The day of, I arrived at noon and Matt had already set up his 2M beam. We attached it to the top of a 18ft painter’s pole that he had brought and lashed it to the stairs, giving it about 25ft clearance off the ground. Matt travels a lot and he has his entire station broken down into a waterproof Pelican case (radio, other electronics) and a travel bag (antennas, tools, etc.). Very impressive. We set up his 897 which I manned for 2M and he operated the club’s TS-570 for 6M. Being both rookies, we managed to muff the start of the contest. At 1300EDT we started scouring the bands and were confused as we heard almost no activity. We then realized that we both were mistaken that 1300EDT was NOT 1800UTC, the start of the contest, it was 1700UTC. Whoops. Stupid daylight savings.
As 1800UTC FINALLY rolled around, the bands sprung to life. I made the first contact of the afternoon at 1801UTC. Unfortunately, I should have savored it, as it was one of five contacts I made during the contest. 2M was mostly dead for most of the afternoon and I was only able to work three grids. Matt had better luck on 6M, as the band occasionally opened up and he was able to work stations in the midwest and southeast United States. By the time 6PM rolled around and we both had to leave, we worked a grand total of 16 contacts and 10 grids. Not anything impressive, but definitely not bad considering our setup and time limitations.

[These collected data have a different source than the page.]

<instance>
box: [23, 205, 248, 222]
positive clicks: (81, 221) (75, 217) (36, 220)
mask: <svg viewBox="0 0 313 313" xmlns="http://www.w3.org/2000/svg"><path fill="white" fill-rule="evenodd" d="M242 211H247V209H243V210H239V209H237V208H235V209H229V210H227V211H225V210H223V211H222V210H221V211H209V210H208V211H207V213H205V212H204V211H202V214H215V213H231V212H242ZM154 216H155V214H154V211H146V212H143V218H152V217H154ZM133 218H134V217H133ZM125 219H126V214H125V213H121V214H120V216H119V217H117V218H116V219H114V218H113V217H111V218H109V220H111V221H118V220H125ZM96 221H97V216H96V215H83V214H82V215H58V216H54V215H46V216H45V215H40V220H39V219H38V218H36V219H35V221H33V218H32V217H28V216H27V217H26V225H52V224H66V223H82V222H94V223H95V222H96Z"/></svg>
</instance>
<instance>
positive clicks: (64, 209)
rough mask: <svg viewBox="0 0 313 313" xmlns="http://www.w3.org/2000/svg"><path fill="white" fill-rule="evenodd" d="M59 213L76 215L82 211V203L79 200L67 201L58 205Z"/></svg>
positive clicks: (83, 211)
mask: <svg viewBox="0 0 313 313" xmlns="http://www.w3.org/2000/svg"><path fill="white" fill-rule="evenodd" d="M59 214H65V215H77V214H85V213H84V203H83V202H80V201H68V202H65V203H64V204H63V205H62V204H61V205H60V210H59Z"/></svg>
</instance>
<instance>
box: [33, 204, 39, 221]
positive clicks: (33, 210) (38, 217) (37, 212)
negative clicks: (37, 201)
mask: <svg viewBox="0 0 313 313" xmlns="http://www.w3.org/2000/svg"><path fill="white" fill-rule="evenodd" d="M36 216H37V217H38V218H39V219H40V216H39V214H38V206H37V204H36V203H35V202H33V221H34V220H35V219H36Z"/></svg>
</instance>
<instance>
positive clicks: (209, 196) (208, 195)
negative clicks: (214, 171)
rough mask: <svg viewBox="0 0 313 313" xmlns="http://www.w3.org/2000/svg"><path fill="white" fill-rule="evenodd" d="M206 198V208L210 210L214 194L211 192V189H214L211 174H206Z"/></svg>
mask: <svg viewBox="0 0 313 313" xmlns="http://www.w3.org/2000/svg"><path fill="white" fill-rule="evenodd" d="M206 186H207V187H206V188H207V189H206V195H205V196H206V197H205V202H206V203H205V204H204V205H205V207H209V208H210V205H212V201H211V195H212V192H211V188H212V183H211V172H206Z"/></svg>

We both had a good time. It was Matt’s first VHF contest and it was my first time running SSB on 2M. I was impressed when the band did show brief (really brief) signs of life and was able to hear as far north as Northern New Hampshire and as far west as eastern New York. If and when I am able to get a house with a permanent antenna setup, I think a 2M beam is definitely in my future. Matt and I agreed that we would definitely want to try this again and he has access to a mountaintop with a shelter and power through his astronomy club. I think that if I ever get a radio that can run 2M sideband, I may take him up on his offer.